Two biomarker features included in our final panel are computed, nonlinear metrics: Global Arginine Bioavailability Ratio (GABR, defined as arginine/[ornithine + citrulline]) and lactate/citrate. These computed ratios outperform their combined individual components in predictive performance, indicating biologically-driven nonlinear features may enhance low signals (Fig. 3e). In addition, these ratios begin to alleviate single-sample normalization issues that need to be addressed for clinical use of a biomarker panel.

Evaluation of clinical and demographic factors

The cohorts recruited for this study are diverse in terms of ethnicity, educational background, clinical symptoms, overall health, and comorbid diseases and conditions. The heterogeneity of the participants included in these three cohorts, including race, age, and clinical comorbidities, as well as PTSD severity are shown in Table 1. To evaluate the performance of this biomarker panel in the context of participant demographics and other clinical factors, we computed biomarker performance in stratified subsets of the validation cohort. While biomarker performance was highest in Hispanic participants (AUC = 0.95), we observed no statistically significant differences in AUC across ethnicities (Fig. 3f). Multiple studies have examined the increased prevalence and greater symptom severity of PTSD in Hispanic populations [47, 48], which may correspond to stronger biological signals, leading to the differences in AUC.

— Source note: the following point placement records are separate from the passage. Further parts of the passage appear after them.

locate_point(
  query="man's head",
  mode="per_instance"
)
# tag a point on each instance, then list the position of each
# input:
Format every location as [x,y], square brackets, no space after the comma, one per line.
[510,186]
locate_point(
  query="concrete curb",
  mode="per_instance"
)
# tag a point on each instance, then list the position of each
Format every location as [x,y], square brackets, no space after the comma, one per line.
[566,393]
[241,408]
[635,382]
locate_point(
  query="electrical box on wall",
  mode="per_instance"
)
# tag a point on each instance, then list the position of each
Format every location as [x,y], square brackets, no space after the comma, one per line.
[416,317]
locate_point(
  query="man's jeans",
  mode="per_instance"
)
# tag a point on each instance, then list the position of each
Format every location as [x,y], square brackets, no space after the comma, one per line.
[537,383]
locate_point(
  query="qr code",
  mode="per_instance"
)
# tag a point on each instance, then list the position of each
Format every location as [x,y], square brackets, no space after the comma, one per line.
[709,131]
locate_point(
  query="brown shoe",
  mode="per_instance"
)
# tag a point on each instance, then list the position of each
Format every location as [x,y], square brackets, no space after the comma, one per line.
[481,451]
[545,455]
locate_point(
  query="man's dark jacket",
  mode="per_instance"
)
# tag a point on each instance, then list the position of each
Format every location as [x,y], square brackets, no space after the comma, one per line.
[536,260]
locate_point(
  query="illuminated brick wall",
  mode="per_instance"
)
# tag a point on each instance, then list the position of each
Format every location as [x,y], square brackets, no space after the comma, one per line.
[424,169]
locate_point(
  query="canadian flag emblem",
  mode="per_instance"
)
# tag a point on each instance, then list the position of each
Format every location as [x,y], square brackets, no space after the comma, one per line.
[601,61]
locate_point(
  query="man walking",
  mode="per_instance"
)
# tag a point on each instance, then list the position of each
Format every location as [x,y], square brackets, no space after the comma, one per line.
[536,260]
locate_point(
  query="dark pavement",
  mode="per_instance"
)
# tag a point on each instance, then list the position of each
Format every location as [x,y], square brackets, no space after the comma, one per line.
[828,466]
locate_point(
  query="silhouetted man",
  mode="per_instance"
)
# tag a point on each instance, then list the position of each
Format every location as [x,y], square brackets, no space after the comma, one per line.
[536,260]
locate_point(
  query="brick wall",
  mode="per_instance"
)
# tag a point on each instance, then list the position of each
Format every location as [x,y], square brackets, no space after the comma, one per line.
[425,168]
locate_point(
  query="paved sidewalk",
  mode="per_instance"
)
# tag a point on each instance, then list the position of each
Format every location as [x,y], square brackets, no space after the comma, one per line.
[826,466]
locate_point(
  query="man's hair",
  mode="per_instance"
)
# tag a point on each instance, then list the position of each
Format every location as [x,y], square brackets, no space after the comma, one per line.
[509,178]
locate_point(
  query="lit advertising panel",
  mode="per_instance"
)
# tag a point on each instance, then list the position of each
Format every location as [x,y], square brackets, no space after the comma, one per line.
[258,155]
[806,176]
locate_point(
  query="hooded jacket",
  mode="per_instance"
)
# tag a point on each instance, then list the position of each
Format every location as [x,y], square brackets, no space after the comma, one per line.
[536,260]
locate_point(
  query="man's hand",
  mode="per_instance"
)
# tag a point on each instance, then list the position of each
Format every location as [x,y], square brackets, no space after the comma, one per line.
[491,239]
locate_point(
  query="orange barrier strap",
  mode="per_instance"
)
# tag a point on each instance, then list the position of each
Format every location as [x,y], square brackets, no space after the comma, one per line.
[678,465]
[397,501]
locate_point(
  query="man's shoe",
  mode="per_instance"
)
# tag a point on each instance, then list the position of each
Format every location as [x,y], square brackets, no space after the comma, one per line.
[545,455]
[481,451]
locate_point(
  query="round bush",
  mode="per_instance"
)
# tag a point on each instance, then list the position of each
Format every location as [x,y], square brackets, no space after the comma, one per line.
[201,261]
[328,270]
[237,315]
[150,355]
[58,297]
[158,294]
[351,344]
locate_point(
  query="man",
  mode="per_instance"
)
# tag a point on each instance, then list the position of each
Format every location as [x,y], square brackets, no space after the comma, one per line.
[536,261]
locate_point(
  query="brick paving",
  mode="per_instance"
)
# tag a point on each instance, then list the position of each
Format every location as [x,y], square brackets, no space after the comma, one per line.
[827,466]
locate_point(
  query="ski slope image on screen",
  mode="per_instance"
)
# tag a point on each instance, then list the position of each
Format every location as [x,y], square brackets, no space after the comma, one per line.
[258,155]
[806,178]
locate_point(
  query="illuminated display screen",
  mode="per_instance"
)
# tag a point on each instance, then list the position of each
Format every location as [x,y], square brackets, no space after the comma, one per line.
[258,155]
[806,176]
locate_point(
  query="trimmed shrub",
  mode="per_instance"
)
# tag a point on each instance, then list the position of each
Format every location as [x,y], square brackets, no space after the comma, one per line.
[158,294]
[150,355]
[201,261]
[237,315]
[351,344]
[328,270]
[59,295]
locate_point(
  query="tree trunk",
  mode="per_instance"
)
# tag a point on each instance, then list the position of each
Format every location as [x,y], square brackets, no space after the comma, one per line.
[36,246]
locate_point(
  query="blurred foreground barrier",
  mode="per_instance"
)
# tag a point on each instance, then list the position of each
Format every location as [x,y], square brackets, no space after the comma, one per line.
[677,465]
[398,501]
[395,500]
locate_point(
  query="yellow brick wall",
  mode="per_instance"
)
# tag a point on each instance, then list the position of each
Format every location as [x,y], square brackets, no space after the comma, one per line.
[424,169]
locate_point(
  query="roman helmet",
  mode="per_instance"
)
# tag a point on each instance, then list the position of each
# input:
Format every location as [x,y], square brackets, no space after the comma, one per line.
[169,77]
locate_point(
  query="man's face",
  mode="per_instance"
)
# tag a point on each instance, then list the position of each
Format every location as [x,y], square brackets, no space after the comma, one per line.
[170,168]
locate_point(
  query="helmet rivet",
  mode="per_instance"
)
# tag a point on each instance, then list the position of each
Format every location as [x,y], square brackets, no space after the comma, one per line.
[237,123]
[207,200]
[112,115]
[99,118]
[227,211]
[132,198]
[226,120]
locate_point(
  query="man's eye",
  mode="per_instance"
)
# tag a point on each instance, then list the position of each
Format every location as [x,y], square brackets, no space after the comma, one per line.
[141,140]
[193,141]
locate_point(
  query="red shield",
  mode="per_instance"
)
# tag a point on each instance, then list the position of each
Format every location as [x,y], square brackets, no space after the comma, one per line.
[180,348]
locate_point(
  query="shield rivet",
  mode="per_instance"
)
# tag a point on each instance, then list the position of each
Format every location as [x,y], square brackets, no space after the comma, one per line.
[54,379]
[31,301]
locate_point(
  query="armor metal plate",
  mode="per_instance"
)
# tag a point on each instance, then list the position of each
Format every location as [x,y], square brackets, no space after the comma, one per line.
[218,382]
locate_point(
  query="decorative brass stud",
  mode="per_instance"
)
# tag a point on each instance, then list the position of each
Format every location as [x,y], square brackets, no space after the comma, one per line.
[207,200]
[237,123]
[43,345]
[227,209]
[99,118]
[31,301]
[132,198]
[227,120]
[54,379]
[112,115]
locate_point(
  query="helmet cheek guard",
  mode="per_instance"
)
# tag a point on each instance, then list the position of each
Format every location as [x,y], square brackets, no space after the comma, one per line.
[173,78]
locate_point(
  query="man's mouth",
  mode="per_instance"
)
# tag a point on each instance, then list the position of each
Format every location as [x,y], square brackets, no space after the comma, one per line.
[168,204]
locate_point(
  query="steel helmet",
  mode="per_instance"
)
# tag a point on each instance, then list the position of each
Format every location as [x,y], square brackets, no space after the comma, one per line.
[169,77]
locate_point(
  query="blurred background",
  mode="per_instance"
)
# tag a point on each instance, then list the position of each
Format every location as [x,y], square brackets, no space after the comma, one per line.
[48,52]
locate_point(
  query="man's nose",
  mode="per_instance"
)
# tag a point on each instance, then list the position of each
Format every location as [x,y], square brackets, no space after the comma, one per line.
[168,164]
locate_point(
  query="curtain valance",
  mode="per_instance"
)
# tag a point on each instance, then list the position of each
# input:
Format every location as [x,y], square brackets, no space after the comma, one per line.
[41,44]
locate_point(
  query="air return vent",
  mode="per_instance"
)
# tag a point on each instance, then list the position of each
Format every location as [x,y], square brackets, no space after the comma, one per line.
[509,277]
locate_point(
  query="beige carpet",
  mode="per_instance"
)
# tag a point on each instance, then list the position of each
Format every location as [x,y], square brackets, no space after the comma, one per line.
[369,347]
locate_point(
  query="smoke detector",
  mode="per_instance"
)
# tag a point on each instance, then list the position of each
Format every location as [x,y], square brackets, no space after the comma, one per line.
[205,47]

In the validation cohort, 35% of PTSD cases also met the criteria for major depressive disorder (MDD). Using the identified biomarker panel and model, these PTSD + /MDD + cases could be distinguished from all controls with an AUC of 0.92, while the PTSD + /MDD – could only be distinguished from controls with an AUC of 0.73 (Fig. 3f). Similarly, predicted PTSD scores were more strongly correlated with PTSD symptom severity in PTSD + /MDD + participants than in PTSD + /MDD– participants, with r = 0.64 and r = 0.37, respectively (Supplementary Fig. 5). This decrease in prediction accuracy and correlation with PTSD symptoms in the absence of comorbid MDD indicates a potential overlap of biological signals for MDD and PTSD that should be explored further.

Discussion

This study presents the identification and validation of a biomarker panel for the diagnosis of combat-related PTSD. The panel consists of 28 features that perform well in identifying PTSD cases from combat-exposed controls in a male, veteran population (81% accuracy). Some of the biomarkers have been linked to PTSD previously, including elevated heart rate [36] and decreased level of coagulation factors [10], and other included markers have been linked to MDD, anxiety, and other comorbid conditions, including platelet volume [43, 44], insulin resistance [41, 49], alterations in the SHANK2 gene [30], and PDE9A expression [31] (Table 2).

In particular, the circulating miRNAs selected in the panel reflect the diverse pathology and comorbidities present in PTSD populations, including connections to metabolic diseases and cardiovascular conditions. The miR-133-3p, a member of myomiRs that are highly abundant in muscle, including cardiac muscle, has been implicated in cardiomyocyte differentiation and proliferation [50]. The circulating miR-133-3p level has been linked to various cardiovascular disorders, including myocardial infarction, heart failure, and cardiac fibrosis [51, 52]. The miR-9-5p is enriched in brain [40] and known as a regulator for neurogenesis. It is also involved in heart development and heart hypertrophy [53]. The miR-192 is highly abundant in the liver and circulating miR-192-5p levels have been associated with various liver conditions as well metabolic diseases such as obesity and diabetes [37, 38]. The circulating miR-192 level has also been used as a biomarker for ischemic heart failure [54].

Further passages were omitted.